Trish is originally from Dewsbury in Yorkshire, and is the youngest of four children born to a mother who had a variety of jobs and a journeyman brickmaker father who served in the Royal Navy in World War Two.

Her earliest ambition was to be a mechanic, which ended up leading to a confrontation with authority.

“I decided I wanted to do metalwork. Girls did not do metalwork. I went to the headmaster and pleaded, and I was the first girl in the school to do metalwork.”

Her desire to be a mechanic was ultimately thwarted by the sexism of the day, but Trish found another vocation as a nurse, and rose from trainee to acting sister in a few years.

“I thoroughly enjoyed it. I worked with people with learning difficulties right across the spectrum. I learned a great deal, and a great deal about myself, including how much I like to work in a caring role.

“I learned a lot about psychology, which I really enjoyed. It’s about the mechanics of the mind, almost. I was one of the youngest sisters, and I was being fast tracked.”

Then came her marriage to a soldier and the next chapters in her life, which saw her work in various British and German locations as everything from a cleaner to a pre-school volunteer. Later, Trish went to college in Andover to study subjects including business, sociology and psychology. She and her husband eventually split. Following a stint as a work experience co-ordinator at the college where she studied, Trish worked as an office manager for an engineering company until it relocated its research and development to Germany. She applied for the RVS job after seeing it advertised online, and has never looked back.

The RVS used to be the Women’s Royal Voluntary Service and is celebrating its 75th year.

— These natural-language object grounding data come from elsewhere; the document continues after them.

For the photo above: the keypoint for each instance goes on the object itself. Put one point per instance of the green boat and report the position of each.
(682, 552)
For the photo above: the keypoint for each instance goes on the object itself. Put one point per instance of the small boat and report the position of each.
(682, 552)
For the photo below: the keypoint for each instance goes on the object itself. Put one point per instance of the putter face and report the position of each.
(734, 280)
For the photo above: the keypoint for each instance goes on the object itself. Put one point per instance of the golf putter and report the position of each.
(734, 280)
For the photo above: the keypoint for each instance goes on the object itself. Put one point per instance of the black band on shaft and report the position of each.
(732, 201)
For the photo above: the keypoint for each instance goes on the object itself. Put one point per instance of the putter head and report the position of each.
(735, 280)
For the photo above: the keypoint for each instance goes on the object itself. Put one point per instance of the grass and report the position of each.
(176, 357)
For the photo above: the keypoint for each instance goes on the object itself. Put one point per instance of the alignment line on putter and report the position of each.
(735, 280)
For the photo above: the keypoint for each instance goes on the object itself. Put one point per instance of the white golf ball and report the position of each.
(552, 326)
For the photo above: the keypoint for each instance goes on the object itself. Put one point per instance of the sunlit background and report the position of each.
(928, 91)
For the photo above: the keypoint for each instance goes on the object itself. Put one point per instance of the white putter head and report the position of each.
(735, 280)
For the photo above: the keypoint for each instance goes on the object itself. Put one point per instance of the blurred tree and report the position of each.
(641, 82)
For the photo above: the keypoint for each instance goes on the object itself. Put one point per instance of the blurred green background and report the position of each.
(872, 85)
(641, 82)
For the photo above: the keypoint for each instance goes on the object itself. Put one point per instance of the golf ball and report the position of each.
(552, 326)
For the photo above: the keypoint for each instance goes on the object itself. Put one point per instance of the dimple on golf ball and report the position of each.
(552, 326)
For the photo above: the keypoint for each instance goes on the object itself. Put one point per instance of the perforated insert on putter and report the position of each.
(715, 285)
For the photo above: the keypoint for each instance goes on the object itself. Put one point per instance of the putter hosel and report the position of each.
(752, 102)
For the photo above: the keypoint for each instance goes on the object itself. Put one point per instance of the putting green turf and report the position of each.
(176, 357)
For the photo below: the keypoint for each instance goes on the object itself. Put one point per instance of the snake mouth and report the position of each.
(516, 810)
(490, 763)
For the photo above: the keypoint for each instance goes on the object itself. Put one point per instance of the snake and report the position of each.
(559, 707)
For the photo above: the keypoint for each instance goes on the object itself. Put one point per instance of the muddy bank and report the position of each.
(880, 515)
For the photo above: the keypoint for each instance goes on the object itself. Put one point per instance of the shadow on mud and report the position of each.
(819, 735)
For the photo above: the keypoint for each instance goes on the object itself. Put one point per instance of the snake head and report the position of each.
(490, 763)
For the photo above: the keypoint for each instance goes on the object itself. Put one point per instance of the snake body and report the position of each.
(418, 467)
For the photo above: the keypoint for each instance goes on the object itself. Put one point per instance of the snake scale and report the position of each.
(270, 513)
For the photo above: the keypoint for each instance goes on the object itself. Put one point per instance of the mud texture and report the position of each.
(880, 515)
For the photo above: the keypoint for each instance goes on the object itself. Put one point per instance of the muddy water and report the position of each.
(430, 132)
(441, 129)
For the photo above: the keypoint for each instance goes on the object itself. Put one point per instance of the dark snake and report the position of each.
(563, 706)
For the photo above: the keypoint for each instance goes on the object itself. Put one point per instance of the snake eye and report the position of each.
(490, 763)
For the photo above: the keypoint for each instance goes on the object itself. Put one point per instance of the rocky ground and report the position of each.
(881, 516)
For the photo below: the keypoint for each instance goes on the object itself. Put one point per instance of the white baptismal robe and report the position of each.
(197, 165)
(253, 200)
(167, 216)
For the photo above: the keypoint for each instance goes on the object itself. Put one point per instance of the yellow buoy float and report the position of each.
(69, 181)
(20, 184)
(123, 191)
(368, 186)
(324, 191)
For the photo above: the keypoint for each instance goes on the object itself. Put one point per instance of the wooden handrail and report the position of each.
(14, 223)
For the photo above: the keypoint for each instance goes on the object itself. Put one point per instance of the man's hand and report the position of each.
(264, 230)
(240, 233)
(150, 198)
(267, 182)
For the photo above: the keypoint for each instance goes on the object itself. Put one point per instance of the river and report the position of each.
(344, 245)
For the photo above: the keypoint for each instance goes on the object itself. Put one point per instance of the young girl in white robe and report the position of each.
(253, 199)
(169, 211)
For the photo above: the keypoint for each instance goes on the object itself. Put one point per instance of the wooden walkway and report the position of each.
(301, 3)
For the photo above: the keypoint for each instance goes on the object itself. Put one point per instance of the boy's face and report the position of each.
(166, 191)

The name was changed earlier this year. Trish said: “We have a huge amount of male participation in our volunteering, but we also had a lot of gentlemen who thought it was just for women. We didn’t want people to think we were being exclusive of male volunteers – we’re not and we never will be.”

Demand for its services, like the need for volunteers, is unceasing, and Trish believes there are several reasons for this.

“It’s partly changes in society, changes in family life, changes in funding. It’s the way we live so fast. We also have a changing demographic. There are a lot more older people.”

More volunteers are always welcome. As Trish put it: “The more we have, the more we can give, and the more we can help.”